7. Environmental Sustainability

   The environmental impact of AI, including energy consumption and resource use, should be considered in the development process. Developers are encouraged to design AI systems that are energy-efficient and contribute to sustainable practices.

Legal AI Ethic Guidelines.

1. The European Commission’s Ethics Guidelines for Trustworthy AI
2. The IEEE Global Initiative on Ethics of Autonomous and Intelligent Systems
3. The AI Ethics Guidelines by OECD

First AI Summit 2023

Greek myths of Hephaestus and Pygmalion incorporated the idea of intelligent automata (such as Talos) and artificial beings (such as Galatea and Pandora).

Hero of Alexandria created mechanical men and other automatons. He produced what may have been "the world's first practical programmable machine:" an automatic theatre.

Dystopian Movies about automated humanoids that can act and make decisions independently like Atlas 2024.

1. Embed Ethics from the Start: Ethics should be integrated into every stage of AI development, from conceptualization and design to deployment and maintenance. Consider the potential ethical implications of your AI system before writing the first line of code.

2. Perform Regular Audits and Bias Testing: Regularly audit AI systems for fairness, accuracy, and bias. Use diverse datasets and conduct tests to ensure that your system does not disproportionately disadvantage any group.

3. Prioritize User Consent and Data Privacy: Always obtain informed consent from users before collecting their data.
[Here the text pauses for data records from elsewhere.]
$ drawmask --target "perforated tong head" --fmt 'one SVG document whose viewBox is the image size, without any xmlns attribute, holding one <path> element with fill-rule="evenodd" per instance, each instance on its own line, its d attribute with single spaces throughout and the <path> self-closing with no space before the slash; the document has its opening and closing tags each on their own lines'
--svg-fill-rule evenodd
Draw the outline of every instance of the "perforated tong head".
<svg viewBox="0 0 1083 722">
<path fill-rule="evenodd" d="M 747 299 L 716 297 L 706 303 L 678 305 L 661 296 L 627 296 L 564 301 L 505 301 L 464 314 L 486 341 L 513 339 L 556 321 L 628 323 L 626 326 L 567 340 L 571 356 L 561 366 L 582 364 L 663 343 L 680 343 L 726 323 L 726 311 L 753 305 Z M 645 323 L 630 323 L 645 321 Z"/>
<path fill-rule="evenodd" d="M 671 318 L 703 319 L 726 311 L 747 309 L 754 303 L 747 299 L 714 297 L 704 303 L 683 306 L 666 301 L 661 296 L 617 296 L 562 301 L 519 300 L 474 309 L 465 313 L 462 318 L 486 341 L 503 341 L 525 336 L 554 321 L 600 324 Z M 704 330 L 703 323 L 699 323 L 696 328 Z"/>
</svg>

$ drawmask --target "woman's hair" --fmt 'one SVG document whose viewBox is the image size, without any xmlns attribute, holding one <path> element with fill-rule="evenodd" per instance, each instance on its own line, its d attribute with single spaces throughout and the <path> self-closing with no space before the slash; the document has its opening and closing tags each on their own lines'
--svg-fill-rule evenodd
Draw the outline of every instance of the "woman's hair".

Implement strong data encryption and anonymization techniques to protect user privacy.

4. Design for Transparency: Make your AI models as transparent as possible. Provide users with explanations of how decisions are made and ensure that your system’s operations are understandable, especially when the AI impacts critical decisions.

5. Ensure Robustness and Security: Build AI systems that are robust and resilient to attacks or failures. Implement security measures to protect the system from hacking and unauthorized use.

6. Foster a Collaborative Ethical Culture: Encourage open discussions about ethics within your team and organization. Foster a culture where ethical concerns can be raised without fear of retribution, and where continuous learning about AI ethics is encouraged.

7. Engage with Stakeholders: Engage with a diverse group of stakeholders, including ethicists, legal experts, users, and affected communities, to gather input on potential ethical issues. This helps ensure that the AI system aligns with broader societal values.

8. Prepare for Accountability: Establish clear lines of accountability for AI systems. Have processes in place to address and rectify any negative impacts or errors that arise from the AI’s deployment.

9. Stay Informed on Legal and Ethical Standards: AI ethics is a rapidly evolving field. Stay informed about the latest legal requirements, ethical standards, and best practices in AI development. Engage with the broader AI ethics community to keep up with emerging issues.